The prospect of large hand-outs appears limited as the Iran war ramps up fuel costs and concerns about inflation and cost of living rise.

Instead, Business Canterbury is pushing its case for a Budget lifting productivity, encouraging investment, and supporting ongoing economic growth through productivity-focused policies and AI support.

Chief executive Leeann Watson said businesses were not expecting a big spend-up.

‘‘The message has been pretty clear: there is no money to splash around.’’

She said the business community was seeking continued cost management with clear priorities and a government operating efficiently in the same way the private sector had the past five years.

‘‘[Making] a difference in reducing costs, driving greater productivity and efficiency will ultimately help the business community get on and do what they need to do which is drive our local economy.’’

But businesses also wanted the government to keep one eye on the future.

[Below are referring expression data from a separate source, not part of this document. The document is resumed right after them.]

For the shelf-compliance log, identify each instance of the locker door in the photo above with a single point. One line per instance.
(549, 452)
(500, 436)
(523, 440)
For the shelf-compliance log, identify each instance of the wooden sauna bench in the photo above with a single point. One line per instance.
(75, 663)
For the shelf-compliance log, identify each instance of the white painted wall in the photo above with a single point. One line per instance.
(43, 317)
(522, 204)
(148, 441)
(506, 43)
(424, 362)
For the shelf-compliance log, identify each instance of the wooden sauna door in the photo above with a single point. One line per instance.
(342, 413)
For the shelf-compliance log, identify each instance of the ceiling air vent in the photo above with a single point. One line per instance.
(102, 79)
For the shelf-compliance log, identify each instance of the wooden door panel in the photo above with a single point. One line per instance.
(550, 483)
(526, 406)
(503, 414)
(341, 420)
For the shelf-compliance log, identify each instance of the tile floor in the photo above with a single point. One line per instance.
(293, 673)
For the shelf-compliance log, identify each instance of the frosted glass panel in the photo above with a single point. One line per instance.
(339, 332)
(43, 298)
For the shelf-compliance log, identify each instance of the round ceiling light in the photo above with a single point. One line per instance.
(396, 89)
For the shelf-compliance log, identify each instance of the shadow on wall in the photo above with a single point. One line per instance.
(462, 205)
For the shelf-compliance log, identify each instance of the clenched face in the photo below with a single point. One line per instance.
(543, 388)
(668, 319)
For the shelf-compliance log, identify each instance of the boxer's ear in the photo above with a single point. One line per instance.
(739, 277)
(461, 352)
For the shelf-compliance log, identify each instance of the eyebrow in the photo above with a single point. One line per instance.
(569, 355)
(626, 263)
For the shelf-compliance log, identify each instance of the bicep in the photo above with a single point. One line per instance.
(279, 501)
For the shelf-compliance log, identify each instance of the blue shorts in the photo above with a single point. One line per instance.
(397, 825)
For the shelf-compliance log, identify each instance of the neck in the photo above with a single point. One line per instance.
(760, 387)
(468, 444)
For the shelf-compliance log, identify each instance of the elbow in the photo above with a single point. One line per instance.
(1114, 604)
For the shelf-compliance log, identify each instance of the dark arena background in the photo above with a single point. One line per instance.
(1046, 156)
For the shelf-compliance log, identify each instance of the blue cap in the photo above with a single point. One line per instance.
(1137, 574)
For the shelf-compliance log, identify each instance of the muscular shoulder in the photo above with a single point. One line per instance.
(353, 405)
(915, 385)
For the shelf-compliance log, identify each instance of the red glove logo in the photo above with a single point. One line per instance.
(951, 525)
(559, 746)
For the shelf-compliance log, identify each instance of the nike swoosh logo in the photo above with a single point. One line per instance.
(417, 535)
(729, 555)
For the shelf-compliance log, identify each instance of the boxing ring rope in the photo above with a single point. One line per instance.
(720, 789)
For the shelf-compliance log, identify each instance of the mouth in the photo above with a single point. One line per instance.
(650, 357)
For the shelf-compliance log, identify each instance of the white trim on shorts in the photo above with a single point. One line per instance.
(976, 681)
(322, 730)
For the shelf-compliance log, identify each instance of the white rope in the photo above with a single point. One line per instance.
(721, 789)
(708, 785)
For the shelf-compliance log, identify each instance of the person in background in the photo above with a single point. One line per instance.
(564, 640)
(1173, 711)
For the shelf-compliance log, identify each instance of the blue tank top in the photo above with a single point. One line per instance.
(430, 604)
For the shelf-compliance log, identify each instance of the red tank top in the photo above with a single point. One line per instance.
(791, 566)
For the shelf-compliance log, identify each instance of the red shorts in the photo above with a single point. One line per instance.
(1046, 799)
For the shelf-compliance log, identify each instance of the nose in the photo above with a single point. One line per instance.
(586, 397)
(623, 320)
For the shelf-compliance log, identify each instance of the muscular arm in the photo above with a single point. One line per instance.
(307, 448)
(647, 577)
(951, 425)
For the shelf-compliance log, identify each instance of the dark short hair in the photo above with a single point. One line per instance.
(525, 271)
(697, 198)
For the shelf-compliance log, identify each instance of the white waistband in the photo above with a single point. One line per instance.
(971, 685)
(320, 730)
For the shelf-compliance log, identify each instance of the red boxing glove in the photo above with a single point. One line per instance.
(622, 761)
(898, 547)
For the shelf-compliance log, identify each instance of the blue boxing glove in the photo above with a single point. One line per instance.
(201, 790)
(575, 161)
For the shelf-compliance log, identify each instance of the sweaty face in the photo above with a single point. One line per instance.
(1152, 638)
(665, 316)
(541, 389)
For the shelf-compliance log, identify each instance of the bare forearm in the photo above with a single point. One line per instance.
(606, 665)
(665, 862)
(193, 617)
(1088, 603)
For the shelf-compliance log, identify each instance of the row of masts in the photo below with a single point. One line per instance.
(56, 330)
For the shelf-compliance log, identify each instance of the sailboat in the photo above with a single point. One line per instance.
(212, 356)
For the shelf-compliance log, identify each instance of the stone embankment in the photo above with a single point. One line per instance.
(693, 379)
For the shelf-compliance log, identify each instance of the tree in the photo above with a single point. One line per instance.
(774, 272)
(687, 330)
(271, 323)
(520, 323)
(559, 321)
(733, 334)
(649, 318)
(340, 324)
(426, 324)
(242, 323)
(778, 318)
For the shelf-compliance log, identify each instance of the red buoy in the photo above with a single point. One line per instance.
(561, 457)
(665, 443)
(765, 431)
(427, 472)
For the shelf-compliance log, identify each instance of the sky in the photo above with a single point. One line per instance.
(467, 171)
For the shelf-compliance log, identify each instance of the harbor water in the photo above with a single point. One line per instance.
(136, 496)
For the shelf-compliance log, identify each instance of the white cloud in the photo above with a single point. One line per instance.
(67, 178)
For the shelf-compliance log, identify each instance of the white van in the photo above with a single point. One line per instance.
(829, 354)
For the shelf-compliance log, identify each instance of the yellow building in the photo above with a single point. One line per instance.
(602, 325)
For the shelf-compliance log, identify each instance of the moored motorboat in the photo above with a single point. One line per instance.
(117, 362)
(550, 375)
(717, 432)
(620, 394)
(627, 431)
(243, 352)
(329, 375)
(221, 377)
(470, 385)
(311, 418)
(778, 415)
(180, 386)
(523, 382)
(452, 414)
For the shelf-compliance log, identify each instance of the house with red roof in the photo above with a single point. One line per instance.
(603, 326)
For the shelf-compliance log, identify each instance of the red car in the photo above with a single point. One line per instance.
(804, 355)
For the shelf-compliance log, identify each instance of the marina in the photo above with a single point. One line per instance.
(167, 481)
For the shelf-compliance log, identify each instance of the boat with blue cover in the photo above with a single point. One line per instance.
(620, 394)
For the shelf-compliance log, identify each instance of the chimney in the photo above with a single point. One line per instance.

The risk of becoming too reactive to the Middle East conflict was missing out on opportunities, so the right environment needed to be set for long-term growth, she said.

Among opportunities identified are expanding the Investment Boost policy introduced by Finance Minister Nicola Willis in last year’s Budget that allowed businesses a 20% tax deduction when investing in new assets, in addition to depreciation.

Business Canterbury would like this widened to second-hand assets and the claimable percentage increased.

‘‘At the moment second-hand assets are not included and yet there are businesses that spend a significant amount of money on second-hand pieces of equipment — and they should be [deductable] if the aim is to increase productivity through investing in more plant and equipment.’’

Raising the instant asset write-off threshold from $1000 to $20,000, as is the case in Australia for small businesses, was expected to improve cashflow and reduce barriers to investment when the economy is tight.

Ms Watson said the government would hopefully announce other changes today to drive productivity.

‘‘Obviously they have made a few announcements over the last couple of weeks. I think it will be about continuing to support small businesses in ways that help them with AI and technology adoption.’’

She said there was strong evidence AI tools were improving bottom lines and the government should support this to increase access.

A Productivity Propelled report by 2degrees and Deloitte shows small and medium enterprises using AI are earning, on average, about 4.3% more revenue each year than non-users.

Mrs Watson said manufacturers vulnerable to the Middle East conflict were facing freight connectivity challenges in roads and ferries.

She said it was good to see the debate on four-laning the highway south of Christchurch on the agenda — and the Rakaia bridge needed to be part of that.

‘‘How much we will see from the Budget around that I’m not sure, but we want to make sure they focus on continuing to invest in our infrastructure ahead of demand, particularly here in Canterbury. We had a discussion the other day with a member who said it was cheaper to send a container of goods to Malaysia than what it was to Auckland.’’

The early indications of a Business Canterbury survey are higher fuel prices were having an impact on businesses, but not significantly yet.

Most businesses were expecting a profit drop of less than 10% over the next financial year.

Ms Watson said the next quarter year might show if the flow-on impact would hit harder, but businesses were thinking creatively, such as transport companies reducing deliveries to save fuel costs without impacting services.

She said Business Canterbury had received no signs of business closures.